To reduce the quantity of NOX and particulate matter emitted to the atmosphere during internal combustion engine operation, a number of exhaust aftertreatment devices have been developed. A need for exhaust aftertreatment systems particularly arises when diesel combustion processes are implemented. Typical aftertreatment systems for diesel engine exhaust may include one or more of a diesel particulate filter (DPF), a selective catalytic reduction (SCR) system, a hydrocarbon (HC) injector, and a diesel oxidation catalyst (DOC).

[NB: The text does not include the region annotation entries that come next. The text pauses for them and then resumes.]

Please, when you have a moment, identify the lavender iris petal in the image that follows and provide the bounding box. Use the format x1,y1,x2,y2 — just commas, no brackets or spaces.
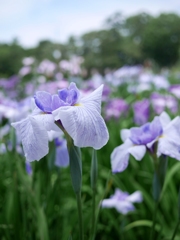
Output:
130,118,163,145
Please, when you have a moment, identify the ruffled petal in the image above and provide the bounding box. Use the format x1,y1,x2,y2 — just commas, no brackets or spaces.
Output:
12,116,49,162
79,85,103,113
52,106,109,149
128,145,146,161
157,138,180,160
111,140,132,173
34,113,61,132
34,91,52,112
157,117,180,160
120,129,131,142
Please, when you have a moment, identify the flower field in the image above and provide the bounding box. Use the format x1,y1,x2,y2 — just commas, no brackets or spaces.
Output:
0,57,180,240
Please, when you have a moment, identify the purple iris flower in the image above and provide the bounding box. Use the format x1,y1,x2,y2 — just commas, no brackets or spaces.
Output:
54,138,69,167
129,117,163,145
101,189,143,215
111,112,180,173
111,117,163,173
25,161,32,175
106,98,129,120
12,83,109,161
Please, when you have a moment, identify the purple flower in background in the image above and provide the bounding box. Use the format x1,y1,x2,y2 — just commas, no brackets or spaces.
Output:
169,84,180,98
133,99,150,125
151,93,178,114
111,118,162,173
147,112,180,160
105,98,129,119
54,138,69,167
25,161,32,175
101,189,143,215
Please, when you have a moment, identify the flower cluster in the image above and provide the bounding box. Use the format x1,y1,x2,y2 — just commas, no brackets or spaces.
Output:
101,189,143,215
111,112,180,173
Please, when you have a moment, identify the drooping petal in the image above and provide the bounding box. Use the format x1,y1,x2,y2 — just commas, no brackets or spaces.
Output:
34,113,61,132
52,105,109,149
126,191,143,202
120,129,131,142
157,117,180,160
12,116,49,162
80,85,103,113
34,91,52,113
128,145,146,161
51,94,68,111
111,139,133,173
157,138,180,160
159,112,171,129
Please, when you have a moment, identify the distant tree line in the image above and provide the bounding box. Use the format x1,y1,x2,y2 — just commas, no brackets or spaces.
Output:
0,13,180,77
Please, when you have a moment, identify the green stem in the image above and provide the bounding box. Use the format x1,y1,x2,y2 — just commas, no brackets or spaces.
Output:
150,201,159,240
91,149,98,240
171,219,180,240
76,192,84,240
91,188,96,240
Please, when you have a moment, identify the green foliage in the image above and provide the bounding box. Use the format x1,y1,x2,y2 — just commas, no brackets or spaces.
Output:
0,42,25,77
0,12,180,77
142,14,180,66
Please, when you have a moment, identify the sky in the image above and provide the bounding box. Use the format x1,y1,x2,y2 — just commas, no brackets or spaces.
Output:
0,0,180,48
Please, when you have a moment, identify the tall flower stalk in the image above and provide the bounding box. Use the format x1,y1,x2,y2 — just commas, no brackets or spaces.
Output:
91,149,98,240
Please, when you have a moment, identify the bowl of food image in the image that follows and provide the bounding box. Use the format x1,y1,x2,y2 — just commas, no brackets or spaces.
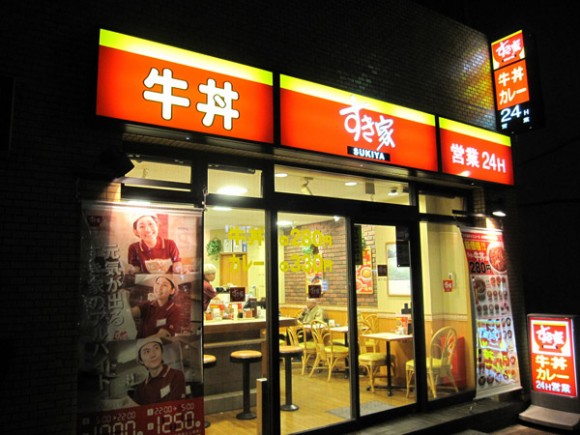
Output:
473,278,486,301
487,243,507,273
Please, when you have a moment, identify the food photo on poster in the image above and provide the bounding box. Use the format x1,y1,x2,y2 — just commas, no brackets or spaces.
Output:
78,203,203,434
461,227,521,398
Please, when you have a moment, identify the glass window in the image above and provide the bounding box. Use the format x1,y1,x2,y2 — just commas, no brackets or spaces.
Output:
203,206,269,433
353,225,416,415
420,223,475,400
275,165,410,205
124,154,191,192
419,192,467,216
207,164,262,198
278,213,351,433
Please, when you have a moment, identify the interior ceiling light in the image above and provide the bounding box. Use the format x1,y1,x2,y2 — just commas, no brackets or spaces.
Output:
300,177,313,196
217,186,248,196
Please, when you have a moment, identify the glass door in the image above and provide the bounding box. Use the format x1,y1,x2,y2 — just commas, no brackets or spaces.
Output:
351,224,416,415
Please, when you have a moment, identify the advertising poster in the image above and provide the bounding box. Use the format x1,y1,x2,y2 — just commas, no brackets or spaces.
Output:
461,228,521,399
77,202,204,435
528,315,578,399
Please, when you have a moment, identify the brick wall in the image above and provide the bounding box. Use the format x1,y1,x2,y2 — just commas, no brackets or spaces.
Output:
0,0,494,435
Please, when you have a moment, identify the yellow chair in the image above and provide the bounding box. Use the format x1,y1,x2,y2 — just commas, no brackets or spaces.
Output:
286,322,316,374
310,322,348,381
358,327,387,393
405,326,459,398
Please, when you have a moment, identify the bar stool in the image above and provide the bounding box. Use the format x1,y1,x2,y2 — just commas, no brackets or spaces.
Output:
203,353,217,427
230,349,262,420
280,345,302,411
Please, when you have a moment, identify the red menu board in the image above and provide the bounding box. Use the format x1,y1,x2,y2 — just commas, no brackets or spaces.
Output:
280,75,438,171
528,315,578,398
97,30,274,143
461,227,521,398
439,118,514,185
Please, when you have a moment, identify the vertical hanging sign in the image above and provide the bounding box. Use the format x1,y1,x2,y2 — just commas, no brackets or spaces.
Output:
528,315,578,398
461,228,521,399
77,203,204,435
491,30,543,133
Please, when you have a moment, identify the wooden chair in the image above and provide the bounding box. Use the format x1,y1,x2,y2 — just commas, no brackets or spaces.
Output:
405,326,459,398
286,321,316,374
310,322,348,381
358,326,387,393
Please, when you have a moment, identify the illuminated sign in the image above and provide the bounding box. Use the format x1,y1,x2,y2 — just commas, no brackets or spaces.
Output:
97,30,273,143
528,315,578,398
491,30,543,133
439,118,514,185
280,75,438,171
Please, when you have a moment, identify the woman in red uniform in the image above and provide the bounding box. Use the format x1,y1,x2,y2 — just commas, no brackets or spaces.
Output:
131,276,181,338
128,215,182,273
133,337,185,405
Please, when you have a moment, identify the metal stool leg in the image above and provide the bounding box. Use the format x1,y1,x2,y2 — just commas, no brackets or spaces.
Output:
236,361,256,420
280,354,299,411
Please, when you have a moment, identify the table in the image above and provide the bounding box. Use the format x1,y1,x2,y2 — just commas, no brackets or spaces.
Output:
362,332,413,396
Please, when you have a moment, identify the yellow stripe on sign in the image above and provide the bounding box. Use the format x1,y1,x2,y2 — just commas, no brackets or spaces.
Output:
99,29,274,86
439,118,511,147
280,74,435,126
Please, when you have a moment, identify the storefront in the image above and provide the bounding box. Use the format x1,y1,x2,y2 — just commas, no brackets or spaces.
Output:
81,30,519,434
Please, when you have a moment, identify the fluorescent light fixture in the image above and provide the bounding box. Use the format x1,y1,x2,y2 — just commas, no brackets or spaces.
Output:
217,186,248,196
300,177,313,196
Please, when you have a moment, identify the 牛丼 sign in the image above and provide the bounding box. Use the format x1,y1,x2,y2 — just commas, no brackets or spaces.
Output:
97,30,273,143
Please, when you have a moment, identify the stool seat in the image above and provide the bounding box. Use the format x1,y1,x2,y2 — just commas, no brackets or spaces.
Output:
230,349,262,420
230,350,262,363
203,353,217,368
280,345,302,356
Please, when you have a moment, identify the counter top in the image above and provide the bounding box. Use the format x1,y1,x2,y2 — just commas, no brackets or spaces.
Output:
203,317,296,334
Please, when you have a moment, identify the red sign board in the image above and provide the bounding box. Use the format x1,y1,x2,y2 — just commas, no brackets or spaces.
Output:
528,315,578,398
491,30,543,133
97,30,273,143
439,118,514,185
494,60,530,110
491,30,526,70
280,75,438,171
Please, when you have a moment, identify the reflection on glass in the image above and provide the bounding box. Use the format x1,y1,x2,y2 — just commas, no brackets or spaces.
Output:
353,225,416,415
420,223,475,400
277,212,351,433
203,206,269,431
207,164,262,198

During engine operation, the DPF traps soot emitted by the engine and reduces the emission of particulate matter (PM). Over time, the DPF becomes loaded and begins to clog. Periodically, regeneration or oxidation of the trapped soot in the DPF may be required for proper operation. To regenerate the DPF, relatively high exhaust temperatures in combination with an ample amount of oxygen in the exhaust stream are needed to oxidize the soot trapped in the filter.
The DOC is typically used to generate heat useful for regenerating the soot loaded DPF. When hydrocarbons (HC) are sprayed over the DOC at or above a specific light-off temperature, the HC will oxidize. This reaction is highly exothermic and the exhaust gases are heated during light-off. The heated exhaust gases are used to regenerate the DPF.
Under many engine operating conditions, however, the exhaust gas is not hot enough to achieve a DOC light-off temperature of approximately 300° C. As such, DPF regeneration does not passively occur. Furthermore, NOX adsorbers and selective catalytic reduction systems typically require a minimum exhaust temperature to properly operate.
A burner may be provided to heat the exhaust stream upstream of the various aftertreatment devices. Known burners have successfully increased the exhaust temperature of relatively small displacement internal combustion engines for automotive use. However, other applications including diesel locomotives, stationary power plants, marine vessels and others may be equipped with relatively large diesel compression engines. The maximum exhaust mass flow rate from the larger engines may be more than ten times the maximum flow rate typically provided to the burner. While it may be possible to increase the size of the burner to account for the increased exhaust mass flow rate, the cost, weight and packaging concerns associated with this solution may be unacceptable.
Furthermore, it is oftentimes desirable to operate the large displacement engines at relatively low output levels. The minimum exhaust mass flow rate may be twenty times less than the maximum mass flow rate. Therefore, a need may exist in the art for an arrangement to reduce the emissions of the exhaust output from a large diesel engine during all phases of operation while minimally affecting the cost, weight, size and performance of the exhaust system.